Mr Erdogan, in his assessment of the performance of the insurance market which he shared at a recent media briefing, said that in 2024, “there was a tremendous amount of investment revenue reaching TRY62bn ($1.7bn), and this situation significantly corrected the picture of the sector’s profitability,” according to a report by Insurance Gazette.
As for assessing the industry’s real technical profits, he said that the financial statements of insurance companies needed to be studied, excluding investment revenue transferred from the non-technical section. He pointed out, “Technical losses, which were approximately TRY20bn for the first three quarters of 2023, increased to TRY26bn by the end of the third quarter of 2024. While the loss rates are decreasing, the deterioration of the technical side is thought-provoking. Of course, the main reason for this was primarily operational costs.”
2025 expectations
Commenting on the topline performance of the insurance industry in 2024, Mr Erdogan evaluated prospects in the motor branch which is the dynamo of the non-life sector. He said, “We started the year with 72% auto and 112% non-auto growth in 2024, and completed it with 54% auto and 87% non-auto growth. We experienced a 7.4% contraction in real terms in motor insurance.

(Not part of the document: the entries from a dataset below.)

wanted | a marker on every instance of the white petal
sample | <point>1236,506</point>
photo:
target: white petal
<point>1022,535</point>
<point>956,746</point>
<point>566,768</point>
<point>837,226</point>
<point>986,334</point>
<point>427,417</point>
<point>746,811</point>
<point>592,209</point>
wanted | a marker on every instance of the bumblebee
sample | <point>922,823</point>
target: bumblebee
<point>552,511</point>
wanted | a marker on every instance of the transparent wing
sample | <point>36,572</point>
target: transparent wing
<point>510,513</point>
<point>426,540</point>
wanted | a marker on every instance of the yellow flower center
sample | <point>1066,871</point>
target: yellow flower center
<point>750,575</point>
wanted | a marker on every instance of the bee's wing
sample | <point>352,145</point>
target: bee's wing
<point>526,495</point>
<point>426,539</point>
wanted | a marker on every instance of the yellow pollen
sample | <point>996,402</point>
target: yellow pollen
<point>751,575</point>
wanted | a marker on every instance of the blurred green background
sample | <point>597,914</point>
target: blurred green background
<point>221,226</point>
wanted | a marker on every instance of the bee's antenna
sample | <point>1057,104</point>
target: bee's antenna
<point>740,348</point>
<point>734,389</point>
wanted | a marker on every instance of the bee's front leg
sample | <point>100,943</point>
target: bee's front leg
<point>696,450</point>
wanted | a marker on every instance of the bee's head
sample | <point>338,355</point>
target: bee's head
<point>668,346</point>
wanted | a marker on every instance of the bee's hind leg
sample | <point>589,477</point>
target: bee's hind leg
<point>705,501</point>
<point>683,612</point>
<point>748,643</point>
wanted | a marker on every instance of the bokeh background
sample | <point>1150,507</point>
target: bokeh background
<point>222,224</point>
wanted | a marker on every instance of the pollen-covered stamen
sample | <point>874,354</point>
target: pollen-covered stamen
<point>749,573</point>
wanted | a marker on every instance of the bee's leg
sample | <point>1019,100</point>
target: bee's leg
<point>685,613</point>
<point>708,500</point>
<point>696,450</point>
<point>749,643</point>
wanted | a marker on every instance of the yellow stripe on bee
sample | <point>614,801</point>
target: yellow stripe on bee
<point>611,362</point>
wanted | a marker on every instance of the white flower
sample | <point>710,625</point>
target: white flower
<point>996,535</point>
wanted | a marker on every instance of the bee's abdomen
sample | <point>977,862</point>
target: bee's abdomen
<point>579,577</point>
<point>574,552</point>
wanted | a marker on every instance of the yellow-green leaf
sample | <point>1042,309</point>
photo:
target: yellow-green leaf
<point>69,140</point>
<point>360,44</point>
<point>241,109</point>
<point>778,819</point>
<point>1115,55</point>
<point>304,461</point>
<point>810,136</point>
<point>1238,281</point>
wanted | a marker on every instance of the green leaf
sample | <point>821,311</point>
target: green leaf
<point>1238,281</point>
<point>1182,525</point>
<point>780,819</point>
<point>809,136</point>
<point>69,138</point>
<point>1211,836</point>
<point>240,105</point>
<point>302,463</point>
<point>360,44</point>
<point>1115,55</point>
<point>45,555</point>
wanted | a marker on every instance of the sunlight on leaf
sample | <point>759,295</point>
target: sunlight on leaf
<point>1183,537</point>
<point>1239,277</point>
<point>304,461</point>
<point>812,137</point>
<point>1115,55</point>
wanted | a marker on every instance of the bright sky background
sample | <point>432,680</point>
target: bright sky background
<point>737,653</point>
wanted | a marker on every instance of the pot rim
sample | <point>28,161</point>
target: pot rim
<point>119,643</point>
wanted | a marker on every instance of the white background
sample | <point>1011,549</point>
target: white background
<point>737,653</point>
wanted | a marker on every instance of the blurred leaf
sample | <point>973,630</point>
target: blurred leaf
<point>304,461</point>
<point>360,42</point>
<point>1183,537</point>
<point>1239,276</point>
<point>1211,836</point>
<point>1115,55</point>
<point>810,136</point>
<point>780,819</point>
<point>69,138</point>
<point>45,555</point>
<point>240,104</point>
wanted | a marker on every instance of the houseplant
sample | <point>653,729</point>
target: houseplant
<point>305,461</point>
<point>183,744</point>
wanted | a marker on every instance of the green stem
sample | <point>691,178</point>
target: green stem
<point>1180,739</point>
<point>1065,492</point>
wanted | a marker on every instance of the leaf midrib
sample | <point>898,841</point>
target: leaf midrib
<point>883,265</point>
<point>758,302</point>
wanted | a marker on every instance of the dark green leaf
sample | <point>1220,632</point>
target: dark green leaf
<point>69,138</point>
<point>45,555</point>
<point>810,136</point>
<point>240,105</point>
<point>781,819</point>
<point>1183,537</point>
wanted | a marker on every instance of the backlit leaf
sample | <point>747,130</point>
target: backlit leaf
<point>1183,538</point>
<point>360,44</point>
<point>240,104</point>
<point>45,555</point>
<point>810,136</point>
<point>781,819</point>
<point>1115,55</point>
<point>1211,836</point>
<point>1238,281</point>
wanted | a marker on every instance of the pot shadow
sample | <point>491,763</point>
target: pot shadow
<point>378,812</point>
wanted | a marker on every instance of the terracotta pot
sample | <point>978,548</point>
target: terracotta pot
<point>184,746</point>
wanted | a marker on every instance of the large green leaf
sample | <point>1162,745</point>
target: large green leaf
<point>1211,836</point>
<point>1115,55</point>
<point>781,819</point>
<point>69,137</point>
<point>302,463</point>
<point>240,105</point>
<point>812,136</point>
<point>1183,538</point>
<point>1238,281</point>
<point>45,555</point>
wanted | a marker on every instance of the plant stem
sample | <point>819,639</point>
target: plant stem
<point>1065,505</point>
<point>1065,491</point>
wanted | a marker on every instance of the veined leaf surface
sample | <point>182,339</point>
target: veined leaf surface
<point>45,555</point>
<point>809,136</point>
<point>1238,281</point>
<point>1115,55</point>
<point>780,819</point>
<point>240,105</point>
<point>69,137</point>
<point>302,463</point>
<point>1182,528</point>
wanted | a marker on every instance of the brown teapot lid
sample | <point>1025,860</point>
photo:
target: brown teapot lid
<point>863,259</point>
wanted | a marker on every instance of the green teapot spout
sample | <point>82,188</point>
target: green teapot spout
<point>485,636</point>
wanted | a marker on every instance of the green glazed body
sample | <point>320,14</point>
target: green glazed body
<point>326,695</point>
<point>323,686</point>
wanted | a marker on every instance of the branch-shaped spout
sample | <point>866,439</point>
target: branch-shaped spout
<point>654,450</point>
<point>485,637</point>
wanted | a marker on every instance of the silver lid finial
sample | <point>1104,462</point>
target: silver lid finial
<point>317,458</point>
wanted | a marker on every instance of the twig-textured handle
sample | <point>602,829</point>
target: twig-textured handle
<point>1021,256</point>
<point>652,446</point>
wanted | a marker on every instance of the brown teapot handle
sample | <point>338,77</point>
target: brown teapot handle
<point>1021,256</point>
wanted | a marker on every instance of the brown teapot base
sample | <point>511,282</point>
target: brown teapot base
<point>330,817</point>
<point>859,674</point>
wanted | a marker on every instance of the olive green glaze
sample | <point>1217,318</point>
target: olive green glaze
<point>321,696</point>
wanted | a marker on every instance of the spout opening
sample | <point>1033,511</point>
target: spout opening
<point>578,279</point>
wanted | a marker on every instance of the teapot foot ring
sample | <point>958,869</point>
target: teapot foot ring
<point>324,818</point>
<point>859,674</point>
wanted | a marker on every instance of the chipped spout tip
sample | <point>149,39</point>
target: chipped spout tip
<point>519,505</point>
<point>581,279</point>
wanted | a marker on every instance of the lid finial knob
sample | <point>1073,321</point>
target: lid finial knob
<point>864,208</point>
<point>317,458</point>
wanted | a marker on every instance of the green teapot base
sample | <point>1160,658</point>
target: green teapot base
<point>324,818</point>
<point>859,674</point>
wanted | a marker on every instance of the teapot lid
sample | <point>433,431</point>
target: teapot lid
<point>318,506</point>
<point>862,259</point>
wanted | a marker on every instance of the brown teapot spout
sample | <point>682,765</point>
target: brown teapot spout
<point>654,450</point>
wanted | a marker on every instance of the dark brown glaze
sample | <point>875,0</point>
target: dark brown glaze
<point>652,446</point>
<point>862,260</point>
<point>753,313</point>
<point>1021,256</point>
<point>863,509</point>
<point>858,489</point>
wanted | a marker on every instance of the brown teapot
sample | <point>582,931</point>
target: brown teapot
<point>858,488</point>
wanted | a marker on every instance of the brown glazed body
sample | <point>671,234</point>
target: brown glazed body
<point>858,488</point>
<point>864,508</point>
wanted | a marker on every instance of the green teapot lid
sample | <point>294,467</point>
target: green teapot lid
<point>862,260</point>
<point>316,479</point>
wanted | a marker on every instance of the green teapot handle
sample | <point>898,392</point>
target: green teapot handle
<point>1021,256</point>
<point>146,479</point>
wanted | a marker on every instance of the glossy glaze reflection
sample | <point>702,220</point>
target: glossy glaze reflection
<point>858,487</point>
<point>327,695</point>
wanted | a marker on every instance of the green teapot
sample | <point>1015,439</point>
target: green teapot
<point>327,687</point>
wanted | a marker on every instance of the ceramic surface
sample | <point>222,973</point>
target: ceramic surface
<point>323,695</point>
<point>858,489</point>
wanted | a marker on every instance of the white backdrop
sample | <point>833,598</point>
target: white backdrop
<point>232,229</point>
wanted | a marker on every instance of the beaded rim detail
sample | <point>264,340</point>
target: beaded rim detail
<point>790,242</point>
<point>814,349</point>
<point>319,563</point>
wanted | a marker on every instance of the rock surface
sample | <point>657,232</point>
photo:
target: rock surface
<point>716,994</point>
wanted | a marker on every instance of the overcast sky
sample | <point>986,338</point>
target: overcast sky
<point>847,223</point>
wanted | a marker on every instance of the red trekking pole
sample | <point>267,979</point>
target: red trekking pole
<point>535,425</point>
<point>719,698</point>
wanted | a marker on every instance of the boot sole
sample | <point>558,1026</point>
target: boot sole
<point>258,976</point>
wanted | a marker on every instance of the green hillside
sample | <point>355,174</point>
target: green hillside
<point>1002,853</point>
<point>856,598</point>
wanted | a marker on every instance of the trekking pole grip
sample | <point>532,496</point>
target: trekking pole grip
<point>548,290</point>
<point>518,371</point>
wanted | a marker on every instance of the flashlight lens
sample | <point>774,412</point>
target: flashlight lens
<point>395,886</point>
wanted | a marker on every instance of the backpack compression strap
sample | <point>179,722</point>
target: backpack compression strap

“This trend also gives us important clues about 2025. It can be expected that traffic insurance (that is, auto third-party liability insurance) will complete this year with a growth of approximately 45% and the motor insurance side with a growth of approximately 35%. There is a similar picture for fire insurance. If the current trend continues, this branch will remain at a growth level of 25%, and the negative real growth we saw in the motor insurance branch in 2024 will be seen in the fire branch this time.”
Mr Erdogan also stated that for 2025, the forecast is that the non-life insurance sector would see 36% growth.
Effect of interest rate changes to be felt starting in 2H2025
Mr Erdogan said that insurers needed to be more cautious in 2025, given that interest rates are beginning to be eased. Türkiye’s central bank cut its key interest rate in December 2024 and further reduced it in January 2025. Mr Erdogan added, “It is important for the sector to focus on sustainable growth and manage its portfolios effectively.”
He said, “Since we think that the effect of the decrease in interest rates will be felt in the second half of the year, we foresee a financial income increase of 50%. In parallel with this, we calculated an operational expense (OPEX) increase of 50% and created our year-end profit estimate. Assuming that technical results will not deteriorate further in 2025 and will remain at 2024 levels in the optimistic scenario, we can expect a profitability increase in the non-life insurance sector of 10%.”